My car is bucking like a mad bronco. The shocks are shot. Do you like the play on words? Anyhoo, it makes for cautious driving. Normally I’d fly down the back roads around here with nil a thought. Not any more. 

It started with a banging, thumping sound in the rear. A bit alarming, but I wasn’t too concerned. But then one day it sounded so bad I thought a vital piece may fly off the rear end. Adding to the onslaught, the back end was bouncing like a wild trampoline. 

So I need new shock absorbers. You don’t think about shocks until they are broken, and boy you know it then. I can’t drive down the country roads. I have to crawl over bumps. 

Check out this definition of a shock absorber: “A device used to absorb mechanical shocks, as a hydraulic or pneumatic piston used to dampen the jarring sustained in a moving motor vehicle.”  The Free Dictionary

Are you dealing with some serious bumps in your path? How about jarring potholes? Rough roads? Yea, so am I. What absorbs these violent bumps? What keeps me even keeled? 

My life is anchored in Jesus. He is my shock absorber. Without Jesus, I would not be strong and stable. Without Him, I have no peace, no joy...I could go on but you get the point. Without Him, the bumps and and potholes of my road would leave me unstable, tossing here and there. 

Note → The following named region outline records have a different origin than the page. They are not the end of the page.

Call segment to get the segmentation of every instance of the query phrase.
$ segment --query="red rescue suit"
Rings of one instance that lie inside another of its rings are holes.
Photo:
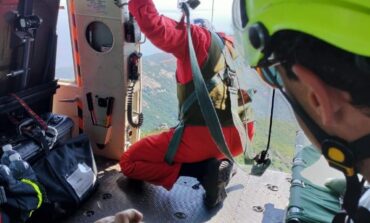
[[[190,57],[185,24],[161,16],[152,0],[130,0],[129,10],[138,22],[141,31],[158,48],[173,54],[177,59],[176,80],[180,84],[192,81]],[[200,66],[206,61],[211,45],[208,30],[196,25],[191,27],[194,49]],[[231,41],[222,35],[226,41]],[[243,152],[235,127],[223,127],[226,143],[233,156]],[[133,144],[123,153],[120,165],[124,175],[161,185],[170,190],[176,182],[182,163],[193,163],[210,158],[224,158],[217,149],[206,126],[186,126],[173,165],[164,161],[174,129],[146,137]],[[253,122],[248,124],[252,140]]]

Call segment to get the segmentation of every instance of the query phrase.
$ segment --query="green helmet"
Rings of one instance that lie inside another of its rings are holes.
[[[251,66],[258,65],[269,38],[282,30],[370,57],[370,0],[234,0],[233,16],[234,24],[246,25],[239,30]]]

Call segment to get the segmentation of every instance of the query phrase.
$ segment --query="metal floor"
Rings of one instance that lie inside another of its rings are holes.
[[[202,200],[204,190],[194,178],[181,177],[171,191],[166,191],[127,180],[115,163],[99,166],[98,190],[64,223],[90,223],[127,208],[141,211],[146,223],[284,222],[290,188],[286,173],[268,170],[256,177],[238,170],[227,187],[223,205],[207,210]],[[278,191],[269,185],[277,186]]]

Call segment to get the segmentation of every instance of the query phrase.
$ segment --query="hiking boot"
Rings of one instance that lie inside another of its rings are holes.
[[[207,208],[213,208],[226,198],[225,187],[230,181],[232,162],[229,160],[210,159],[206,174],[200,180],[205,193],[204,203]]]

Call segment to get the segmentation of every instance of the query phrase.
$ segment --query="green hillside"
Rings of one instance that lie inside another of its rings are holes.
[[[166,126],[177,124],[177,98],[175,70],[176,60],[169,54],[160,53],[143,58],[143,136],[158,132]],[[245,69],[240,85],[258,90],[253,100],[256,119],[256,135],[253,148],[266,148],[271,108],[271,89],[264,85],[252,70]],[[247,87],[245,87],[247,88]],[[273,133],[271,137],[272,168],[290,171],[294,154],[295,134],[298,125],[287,102],[277,93],[275,100]],[[243,163],[243,158],[238,157]]]

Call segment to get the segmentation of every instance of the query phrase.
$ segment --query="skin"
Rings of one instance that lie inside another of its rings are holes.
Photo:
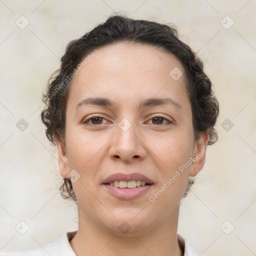
[[[144,44],[122,42],[98,50],[73,78],[64,142],[56,138],[60,174],[69,178],[75,170],[80,175],[72,184],[79,222],[70,246],[78,256],[181,256],[176,234],[180,202],[190,175],[204,166],[208,140],[204,132],[194,140],[184,68],[170,53]],[[176,81],[169,75],[175,67],[184,74]],[[180,108],[166,104],[138,108],[141,100],[167,96]],[[76,110],[81,100],[95,97],[115,104],[84,104]],[[82,124],[92,114],[102,119]],[[160,116],[164,118],[155,118]],[[118,126],[124,118],[132,126],[126,132]],[[150,202],[196,152],[200,156]],[[101,184],[118,172],[142,174],[154,184],[138,198],[118,199]],[[118,228],[123,222],[130,227],[126,234]]]

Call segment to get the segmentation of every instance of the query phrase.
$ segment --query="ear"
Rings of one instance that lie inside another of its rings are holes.
[[[66,143],[62,142],[57,136],[55,137],[55,140],[58,148],[58,162],[60,174],[64,178],[68,178],[68,174],[70,172],[70,169]]]
[[[206,148],[209,140],[209,134],[207,132],[200,132],[199,139],[194,146],[193,163],[190,166],[190,176],[196,176],[204,168],[206,160]]]

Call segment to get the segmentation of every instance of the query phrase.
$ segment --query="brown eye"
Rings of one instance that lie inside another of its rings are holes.
[[[152,118],[152,120],[154,120],[154,122],[152,122],[154,124],[162,124],[162,122],[164,121],[164,118],[160,118],[159,116],[154,118]]]
[[[92,124],[100,124],[102,123],[102,118],[91,118]]]

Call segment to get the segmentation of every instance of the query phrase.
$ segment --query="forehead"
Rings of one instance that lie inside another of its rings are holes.
[[[174,98],[186,97],[184,69],[172,54],[152,46],[126,42],[108,45],[98,50],[93,57],[88,58],[89,54],[84,58],[86,64],[78,70],[72,80],[71,94],[76,102],[85,94],[108,96],[116,102],[166,98],[167,94]],[[172,76],[174,70],[179,72],[179,76],[182,74],[178,80]]]

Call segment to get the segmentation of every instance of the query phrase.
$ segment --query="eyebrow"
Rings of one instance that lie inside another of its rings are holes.
[[[116,106],[114,102],[104,98],[90,98],[81,100],[76,108],[78,110],[83,105],[91,104],[100,106],[113,107]],[[182,109],[182,106],[171,98],[150,98],[142,100],[140,102],[138,108],[142,108],[147,106],[156,106],[164,104],[172,105],[178,108]]]

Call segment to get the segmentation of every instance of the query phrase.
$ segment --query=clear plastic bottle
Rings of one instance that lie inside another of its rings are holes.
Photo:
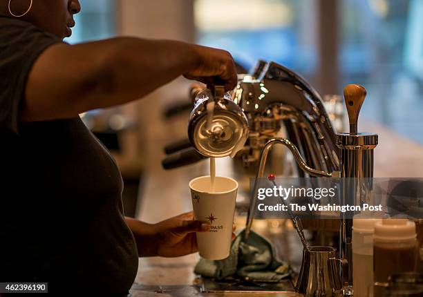
[[[386,219],[376,223],[373,236],[375,282],[386,283],[389,277],[414,272],[417,262],[415,224],[405,219]],[[382,296],[382,286],[375,286],[375,296]]]
[[[373,233],[379,219],[358,214],[352,220],[352,280],[354,295],[373,296]]]

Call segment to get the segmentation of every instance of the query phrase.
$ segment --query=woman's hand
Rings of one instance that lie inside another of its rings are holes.
[[[156,224],[157,254],[161,257],[178,257],[198,251],[196,232],[207,232],[210,224],[194,220],[192,212],[183,213]],[[233,227],[233,231],[235,226]],[[232,234],[232,239],[235,234]]]
[[[151,224],[126,218],[140,257],[178,257],[198,251],[196,232],[207,232],[210,225],[194,220],[192,212]],[[233,227],[235,231],[235,226]],[[232,233],[232,240],[235,234]]]
[[[204,84],[221,83],[226,90],[232,90],[238,84],[235,63],[231,54],[226,50],[192,45],[198,58],[196,68],[184,74],[189,79]],[[217,82],[215,80],[217,79]]]

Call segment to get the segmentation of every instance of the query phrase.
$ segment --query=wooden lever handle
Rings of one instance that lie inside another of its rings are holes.
[[[356,135],[358,133],[358,117],[366,95],[366,88],[357,84],[349,84],[344,89],[351,135]]]

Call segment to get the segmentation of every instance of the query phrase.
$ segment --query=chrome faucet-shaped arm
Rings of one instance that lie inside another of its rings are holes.
[[[265,144],[284,127],[309,166],[328,173],[339,170],[335,132],[320,95],[301,76],[270,62],[258,79],[244,77],[232,97],[249,122],[245,161],[258,161]]]
[[[321,171],[319,170],[310,168],[304,159],[301,157],[298,148],[295,145],[286,138],[273,138],[270,140],[265,146],[261,151],[261,155],[260,157],[260,162],[258,163],[258,168],[256,174],[256,179],[254,180],[254,185],[252,191],[252,200],[250,201],[250,207],[248,209],[248,214],[247,216],[247,223],[245,225],[245,232],[244,238],[248,238],[251,227],[255,216],[256,210],[257,208],[257,187],[258,185],[258,179],[264,176],[264,171],[267,160],[267,156],[272,148],[276,144],[282,144],[286,146],[292,153],[295,160],[298,166],[305,172],[308,173],[310,176],[319,177],[319,178],[331,178],[332,173],[328,173],[326,171]]]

Just because I am a Christian doesn’t mean I’m immune from trouble. There’s going to be trouble, pain and hurt. But I can be strong and rise above this. 

I so love the passage in Romans 8 that tells us, 

Who shall separate us from the love of Christ? Shall trouble or hardship or persecution or famine or nakedness or danger or sword? As it is written:
“For your sake we face death all day long;
    we are considered as sheep to be slaughtered.”
No, in all these things we are more than conquerors through him who loved us. For I am convinced that neither death nor life, neither angels nor demons, neither the present nor the future, nor any powers, neither height nor depth, nor anything else in all creation, will be able to separate us from the love of God that is in Christ Jesus our Lord.

If I want my car to be stable again, I have to take it to be fixed. It needs new shocks. Obvious I know, but I make a valid point. 

If you want to be stable and secure through this life, then you have to trust Jesus with your life. You have to let Him hold you secure. 

You will keep in perfect peace
    those whose minds are steadfast,
    because they trust in you.
Trust in the Lord forever,
    for the Lord, the Lord himself, is the Rock eternal. Isaiah 25:3-4


He alone is your anchor. He holds you secure. You want to go it alone? Push Him away? It’s your choice.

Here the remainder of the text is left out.